Tuesday, June 30, 2009

Some CML Fun

These are some notes on some initial work to create a chemical properties pipeline. End result will be calculated properties in an RDF triple store that can be exported using ORE/Atom. If I don't write this stuff down, I'll forget it.

Step 0: get Jumbo CML converter tools from SourceForge. Peter Murray Rust was kind enough to write a little README, now in the SVN. I did an SVN checkout rather than download the tagged Jumbo versio 5.4 or 5.5.

svn co https://cml.svn.sourceforge.net/svnroot/cml/jumbo-converter/trunk jumbo-converter

Step 0.5: Compile as an executable jar.

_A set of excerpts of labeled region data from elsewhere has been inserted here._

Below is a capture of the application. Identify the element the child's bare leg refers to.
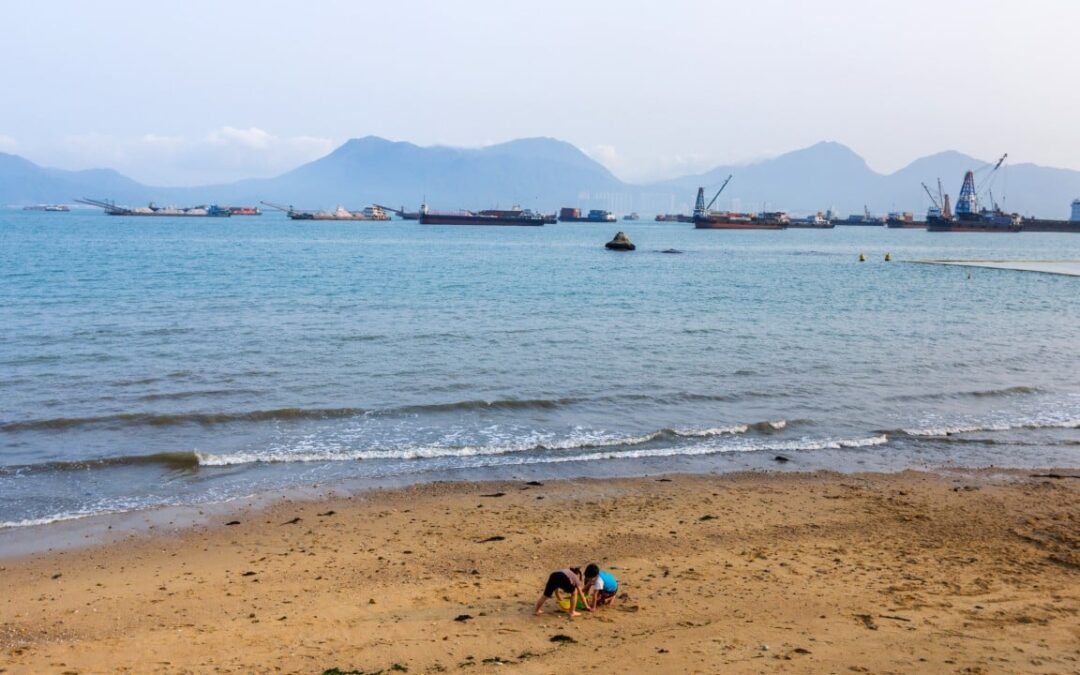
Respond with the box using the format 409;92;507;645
567;589;581;619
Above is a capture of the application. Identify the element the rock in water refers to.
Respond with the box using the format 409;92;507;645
607;232;637;251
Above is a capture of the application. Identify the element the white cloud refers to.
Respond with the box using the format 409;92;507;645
583;144;720;183
33;126;335;186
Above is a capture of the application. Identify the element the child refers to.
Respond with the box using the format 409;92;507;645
585;563;619;610
536;567;588;619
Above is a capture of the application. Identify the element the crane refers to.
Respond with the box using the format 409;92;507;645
922;179;942;208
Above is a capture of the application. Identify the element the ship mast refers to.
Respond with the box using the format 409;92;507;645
693;174;734;218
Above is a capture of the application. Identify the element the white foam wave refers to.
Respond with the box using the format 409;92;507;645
198;427;889;467
486;434;889;464
903;419;1080;437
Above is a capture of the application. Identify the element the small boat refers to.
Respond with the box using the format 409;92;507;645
420;206;555;226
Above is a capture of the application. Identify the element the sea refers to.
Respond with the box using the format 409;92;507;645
0;210;1080;529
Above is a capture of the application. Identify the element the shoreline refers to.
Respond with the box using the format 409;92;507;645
0;469;1080;673
0;458;1080;563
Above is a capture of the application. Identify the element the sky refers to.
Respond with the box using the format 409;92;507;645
0;0;1080;185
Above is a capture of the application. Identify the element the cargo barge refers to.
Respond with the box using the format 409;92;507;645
558;206;618;222
420;207;556;227
927;159;1021;232
375;204;428;220
693;176;789;230
75;198;232;218
261;202;390;220
787;212;836;230
885;211;927;230
226;206;262;216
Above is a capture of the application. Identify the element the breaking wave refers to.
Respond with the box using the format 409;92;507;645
886;418;1080;437
199;431;889;467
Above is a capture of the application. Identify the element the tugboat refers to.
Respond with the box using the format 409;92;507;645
787;211;836;230
693;176;789;230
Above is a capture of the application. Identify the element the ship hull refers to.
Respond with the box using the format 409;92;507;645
693;220;786;230
420;213;545;227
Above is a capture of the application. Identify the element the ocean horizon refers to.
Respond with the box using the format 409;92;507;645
0;210;1080;528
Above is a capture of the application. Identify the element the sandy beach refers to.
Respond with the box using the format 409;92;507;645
0;472;1080;673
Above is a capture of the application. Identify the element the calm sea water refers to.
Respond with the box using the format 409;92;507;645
0;211;1080;527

I used "mvn assembly:assembly". See http://www.springone2gx.com/blog/scott_leberknight/2008/06/creating_executable_jars_using_the_maven_assembly_plugin.html


Step 0.75: Run with sample data using the command (must set classpath):

java -jar target/jumbo-converters-jar-with-dependencies.jar -converter org.xmlcml.cml.converters.molecule.pubchem.PubchemXML2CMLConverter
-sd examples/input -odir ../output -is pubchem.xml -os pubchem.cml


Step 1: get XML descriptions of molecules from Pubchem. I'm not a chemist, so I did a structure similarity search on caffeine, applied the Rule of Five, and got 1298 matches. That's pretty good.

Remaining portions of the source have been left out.